The relationship between immunosuppressants and infection is complex. True, these medications can increase the risk of opportunistic and perhaps routine infections. Some of the newer drugs increase the risk of reactivation of tuberculosis (and others are assumed to do so), some appear to increase the risk of activation of JC virus (an almost ubiquitous asymptomatic infection), and some predispose to Pneumocystis pneumonia or herpes zoster. But different agents do not equally increase the risk. Steroid therapy is the least precise weapon in our immunosuppressive arsenal and likely provokes the widest array of infections. We all are aware of this, but we continue to be gravely concerned about the risk of the newer biologics.
Then there is the seeming paradox that we can treat some severe infections with adjunctive immunosuppression; examples include bacterial meningitis, tuberculous pericarditis, Pneumocystis infection, and septic arthritis. Studies are under way using anti-interleukin 6 drugs to treat COVID-19 systemic inflammatory syndrome, so-called cytokine storm. We cannot assume that immunosuppression is always deleterious in the setting of otherwise appropriately managed infection, and specific scenarios need to be evaluated with attention to all potential confounders.
I don’t imply that our newer biologics pose no significant risk of infection. They clearly do, although for some, I feel that the greater risk is that they mask clinical and laboratory signs of early infection. Thus, patients are actually sicker by the time the infection is recognized. For others, the body’s ability to resolve a specific infection can indeed be significantly decreased. The different targeted inflammatory molecules and cells perform different roles in the inflammatory opera. We should not assume that disabling one will have the same effect as disabling another.
The discussion of whether to continue or withhold (and if so, for how long) immunosuppressive drugs before elective surgery has been going on for years. Two high-interest scenarios have been elective arthroplasty in patients with rheumatoid arthritis (RA) and abdominal surgery in patients with inflammatory bowel disease (IBD). Moosvi et al, in this issue of the Journal (page 343), weigh in with a discussion of whether to withhold biologics in patients undergoing intra-abdominal surgery for IBD. They argue nay for the most frequently used biologics, based on mixed and insufficient evidence of benefit of withholding, including a recent large nonrandomized prospective study of anti-tumor necrosis factor (TNF) agents. Interestingly, this trial1 included analysis of whether the anti-TNF agents were detectable in the blood, which made no difference in risk of infection.

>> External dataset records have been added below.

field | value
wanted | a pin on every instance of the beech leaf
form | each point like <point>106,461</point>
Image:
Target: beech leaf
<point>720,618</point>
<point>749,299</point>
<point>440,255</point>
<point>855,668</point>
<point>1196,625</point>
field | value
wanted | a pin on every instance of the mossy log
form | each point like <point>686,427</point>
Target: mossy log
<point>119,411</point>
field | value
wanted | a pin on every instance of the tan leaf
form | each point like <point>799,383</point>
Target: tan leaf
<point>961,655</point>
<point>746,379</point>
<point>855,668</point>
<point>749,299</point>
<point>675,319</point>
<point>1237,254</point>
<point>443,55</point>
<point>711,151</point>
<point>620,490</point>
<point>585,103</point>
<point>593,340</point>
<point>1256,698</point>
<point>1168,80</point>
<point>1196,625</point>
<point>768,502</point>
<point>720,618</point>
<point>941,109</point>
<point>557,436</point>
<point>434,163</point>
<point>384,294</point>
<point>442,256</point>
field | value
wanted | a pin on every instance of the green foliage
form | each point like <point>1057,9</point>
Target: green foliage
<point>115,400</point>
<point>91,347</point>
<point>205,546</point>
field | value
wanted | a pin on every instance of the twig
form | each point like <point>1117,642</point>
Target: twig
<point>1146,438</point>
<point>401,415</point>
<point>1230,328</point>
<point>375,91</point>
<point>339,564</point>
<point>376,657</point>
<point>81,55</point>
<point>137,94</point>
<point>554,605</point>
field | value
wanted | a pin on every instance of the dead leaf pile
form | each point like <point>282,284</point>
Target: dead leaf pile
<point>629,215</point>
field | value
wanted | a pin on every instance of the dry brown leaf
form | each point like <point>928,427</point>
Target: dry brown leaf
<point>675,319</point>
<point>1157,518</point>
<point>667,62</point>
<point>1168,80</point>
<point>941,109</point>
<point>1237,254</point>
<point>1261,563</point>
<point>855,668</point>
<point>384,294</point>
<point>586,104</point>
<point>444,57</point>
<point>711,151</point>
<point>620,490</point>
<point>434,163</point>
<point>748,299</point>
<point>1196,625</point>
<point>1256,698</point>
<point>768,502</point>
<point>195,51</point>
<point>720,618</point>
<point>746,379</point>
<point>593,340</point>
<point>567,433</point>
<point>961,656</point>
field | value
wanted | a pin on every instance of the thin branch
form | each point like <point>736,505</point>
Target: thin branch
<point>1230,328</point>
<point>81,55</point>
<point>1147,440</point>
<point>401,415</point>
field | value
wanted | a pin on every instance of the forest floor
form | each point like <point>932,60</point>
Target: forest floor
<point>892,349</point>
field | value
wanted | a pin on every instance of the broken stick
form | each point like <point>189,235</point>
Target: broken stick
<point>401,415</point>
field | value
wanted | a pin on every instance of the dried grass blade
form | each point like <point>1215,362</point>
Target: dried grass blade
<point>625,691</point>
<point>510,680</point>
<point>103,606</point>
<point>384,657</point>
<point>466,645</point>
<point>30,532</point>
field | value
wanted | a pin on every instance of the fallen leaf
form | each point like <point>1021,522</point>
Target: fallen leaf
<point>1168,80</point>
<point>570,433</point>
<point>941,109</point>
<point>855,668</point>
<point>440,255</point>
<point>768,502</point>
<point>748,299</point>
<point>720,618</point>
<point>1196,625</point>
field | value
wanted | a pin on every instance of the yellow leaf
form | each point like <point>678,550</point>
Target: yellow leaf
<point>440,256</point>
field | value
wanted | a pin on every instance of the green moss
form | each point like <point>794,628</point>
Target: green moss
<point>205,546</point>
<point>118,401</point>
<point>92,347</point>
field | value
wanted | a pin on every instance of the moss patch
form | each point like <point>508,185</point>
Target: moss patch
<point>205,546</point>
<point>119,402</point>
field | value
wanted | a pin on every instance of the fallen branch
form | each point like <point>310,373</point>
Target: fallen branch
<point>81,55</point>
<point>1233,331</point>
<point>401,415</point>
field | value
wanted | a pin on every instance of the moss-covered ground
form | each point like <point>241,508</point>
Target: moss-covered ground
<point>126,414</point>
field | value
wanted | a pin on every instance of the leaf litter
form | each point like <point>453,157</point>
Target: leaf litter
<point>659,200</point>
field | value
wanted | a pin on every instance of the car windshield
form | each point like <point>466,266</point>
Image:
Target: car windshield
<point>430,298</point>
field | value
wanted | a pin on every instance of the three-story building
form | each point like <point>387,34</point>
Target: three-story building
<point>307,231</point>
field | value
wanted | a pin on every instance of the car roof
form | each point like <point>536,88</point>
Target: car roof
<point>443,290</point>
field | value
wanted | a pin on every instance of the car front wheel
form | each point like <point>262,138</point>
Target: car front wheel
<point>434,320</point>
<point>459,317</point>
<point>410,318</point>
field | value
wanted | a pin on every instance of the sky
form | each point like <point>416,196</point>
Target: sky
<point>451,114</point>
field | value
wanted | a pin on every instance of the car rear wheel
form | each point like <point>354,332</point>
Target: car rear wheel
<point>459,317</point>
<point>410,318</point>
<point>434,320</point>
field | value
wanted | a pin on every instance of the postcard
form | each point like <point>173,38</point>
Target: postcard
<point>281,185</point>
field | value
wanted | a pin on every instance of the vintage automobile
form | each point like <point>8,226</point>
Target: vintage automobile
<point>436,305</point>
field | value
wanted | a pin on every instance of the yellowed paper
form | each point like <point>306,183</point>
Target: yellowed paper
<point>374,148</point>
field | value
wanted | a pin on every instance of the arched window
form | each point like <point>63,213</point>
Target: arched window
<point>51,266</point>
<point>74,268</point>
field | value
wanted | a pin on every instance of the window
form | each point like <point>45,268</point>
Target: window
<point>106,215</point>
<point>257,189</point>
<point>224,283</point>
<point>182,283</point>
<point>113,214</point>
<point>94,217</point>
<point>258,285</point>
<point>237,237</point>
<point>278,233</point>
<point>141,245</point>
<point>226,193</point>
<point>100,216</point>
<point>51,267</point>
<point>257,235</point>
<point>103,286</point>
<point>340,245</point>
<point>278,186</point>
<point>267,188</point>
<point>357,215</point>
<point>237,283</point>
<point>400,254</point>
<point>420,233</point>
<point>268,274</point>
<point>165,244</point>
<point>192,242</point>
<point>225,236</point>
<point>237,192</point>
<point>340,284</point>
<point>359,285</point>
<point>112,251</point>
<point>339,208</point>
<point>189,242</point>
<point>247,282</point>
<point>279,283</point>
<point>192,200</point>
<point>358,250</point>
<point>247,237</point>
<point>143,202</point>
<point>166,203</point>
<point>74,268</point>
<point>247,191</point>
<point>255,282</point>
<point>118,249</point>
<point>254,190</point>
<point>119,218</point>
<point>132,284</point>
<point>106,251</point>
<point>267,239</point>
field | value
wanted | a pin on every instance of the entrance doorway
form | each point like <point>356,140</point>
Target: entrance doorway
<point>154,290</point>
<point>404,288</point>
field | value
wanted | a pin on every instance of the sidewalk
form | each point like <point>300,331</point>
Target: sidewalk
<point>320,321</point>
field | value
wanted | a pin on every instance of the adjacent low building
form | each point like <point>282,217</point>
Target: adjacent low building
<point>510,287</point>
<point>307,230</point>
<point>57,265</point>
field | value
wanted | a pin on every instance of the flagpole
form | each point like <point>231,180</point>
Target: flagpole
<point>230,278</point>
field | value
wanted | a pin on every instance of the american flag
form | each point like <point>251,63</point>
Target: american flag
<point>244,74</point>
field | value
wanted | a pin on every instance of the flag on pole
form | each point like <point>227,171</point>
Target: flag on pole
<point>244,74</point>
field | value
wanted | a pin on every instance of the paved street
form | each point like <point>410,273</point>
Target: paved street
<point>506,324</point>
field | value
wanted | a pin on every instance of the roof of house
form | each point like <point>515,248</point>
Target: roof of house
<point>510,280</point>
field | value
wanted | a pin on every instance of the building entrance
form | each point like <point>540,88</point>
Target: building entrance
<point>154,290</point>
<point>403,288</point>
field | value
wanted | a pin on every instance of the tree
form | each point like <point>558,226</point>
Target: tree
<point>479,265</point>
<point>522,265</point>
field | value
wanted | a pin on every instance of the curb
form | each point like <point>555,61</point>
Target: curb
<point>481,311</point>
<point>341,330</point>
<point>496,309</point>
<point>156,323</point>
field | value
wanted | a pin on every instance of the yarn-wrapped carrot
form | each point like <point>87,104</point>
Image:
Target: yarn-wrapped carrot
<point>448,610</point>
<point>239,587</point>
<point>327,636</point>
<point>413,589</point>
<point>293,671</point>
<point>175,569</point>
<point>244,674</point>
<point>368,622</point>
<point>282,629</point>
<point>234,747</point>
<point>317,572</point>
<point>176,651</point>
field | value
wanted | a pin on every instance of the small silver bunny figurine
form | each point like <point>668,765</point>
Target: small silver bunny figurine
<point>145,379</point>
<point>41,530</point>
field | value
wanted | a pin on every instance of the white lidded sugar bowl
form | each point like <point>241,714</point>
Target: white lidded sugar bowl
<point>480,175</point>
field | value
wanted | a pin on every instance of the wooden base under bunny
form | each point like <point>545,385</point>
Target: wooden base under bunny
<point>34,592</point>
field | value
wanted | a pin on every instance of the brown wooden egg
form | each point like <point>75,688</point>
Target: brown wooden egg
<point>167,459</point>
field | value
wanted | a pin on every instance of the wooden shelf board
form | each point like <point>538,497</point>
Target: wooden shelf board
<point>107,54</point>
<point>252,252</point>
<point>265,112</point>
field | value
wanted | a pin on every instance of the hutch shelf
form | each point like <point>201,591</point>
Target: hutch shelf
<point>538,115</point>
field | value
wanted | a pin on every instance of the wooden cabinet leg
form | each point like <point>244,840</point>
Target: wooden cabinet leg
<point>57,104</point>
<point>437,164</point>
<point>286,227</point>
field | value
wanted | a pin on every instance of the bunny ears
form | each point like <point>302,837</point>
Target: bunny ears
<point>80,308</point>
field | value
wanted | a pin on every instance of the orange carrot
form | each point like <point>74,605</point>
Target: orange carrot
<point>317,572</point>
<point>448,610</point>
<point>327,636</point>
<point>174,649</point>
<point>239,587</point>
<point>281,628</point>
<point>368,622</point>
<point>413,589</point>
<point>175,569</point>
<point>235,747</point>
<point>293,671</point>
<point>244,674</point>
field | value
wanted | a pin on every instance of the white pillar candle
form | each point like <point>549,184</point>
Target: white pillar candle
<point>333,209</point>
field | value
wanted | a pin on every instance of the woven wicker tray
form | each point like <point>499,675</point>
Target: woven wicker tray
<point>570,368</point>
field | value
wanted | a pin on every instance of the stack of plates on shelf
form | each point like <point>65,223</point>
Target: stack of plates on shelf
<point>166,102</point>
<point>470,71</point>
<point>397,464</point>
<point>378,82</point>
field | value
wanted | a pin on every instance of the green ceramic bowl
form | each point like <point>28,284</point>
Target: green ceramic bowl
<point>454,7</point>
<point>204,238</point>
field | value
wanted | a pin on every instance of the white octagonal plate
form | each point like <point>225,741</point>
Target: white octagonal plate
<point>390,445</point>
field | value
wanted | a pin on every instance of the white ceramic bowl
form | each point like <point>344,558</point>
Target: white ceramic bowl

This recommendation differs from recent guidelines for management of biologics in the setting of elective arthroplasty2 that suggested holding these drugs for one dosing cycle in advance of planned surgery. The evidence-based medicine jury has not weighed in that there definitely is an increased risk of infection if the drug is continued, as no large randomized prospective trial has compared continuing vs withholding the drug before arthroplasty, and it is not fair to compare outcomes of patients who have been on biologic therapy with those who have never been on comparable therapy. Delaying one dose before totally elective joint surgery is often not associated with a major flare in inflammatory arthritis, but that may not be the case with an IBD patient requiring more semielective surgery. Concern over provoking a flare in the underlying disease, which may require steroid therapy to manage, has been an argument against withholding medications before elective surgery.
The historically conservative recommendations to withhold biologics before surgery are based on the fear of postoperative infection, especially of a prosthetic joint, in the absence of ideal data demonstrating safety.
But this reasoning has perhaps paid insufficient attention to the effect of corticosteroids on surgical and clinical outcomes. Steroid therapy has always been a known confounder of outcome studies, particularly of surgical outcome. Although it is well established that steroids are associated with increased risk of suboptimal outcomes of arthroplasty, patients with IBD, like those with RA, who need surgery to manage a complication of their disease have experienced, on average, more severe disease and have likely needed corticosteroid therapy. Recently, George et al3 performed a retrospective review using Medicare administrative data of RA patients taking biologics and undergoing elective hip or knee surgery. There was no difference between the biologics. The authors did not assess whether use of any biologic increased the risk compared with patients who had never been on a biologic or if the biologic had been withheld preoperatively, although at least for intravenous infliximab that doesn’t seem to make a big difference,4 so this study doesn’t shed direct light on the question addressed by Moosvi et al in this issue. However, the striking observation of George et al3 was affirmation that even low doses of corticosteroids (prednisone equivalent > 5 mg) increased the risk of various postoperative infections and readmission within 30 days.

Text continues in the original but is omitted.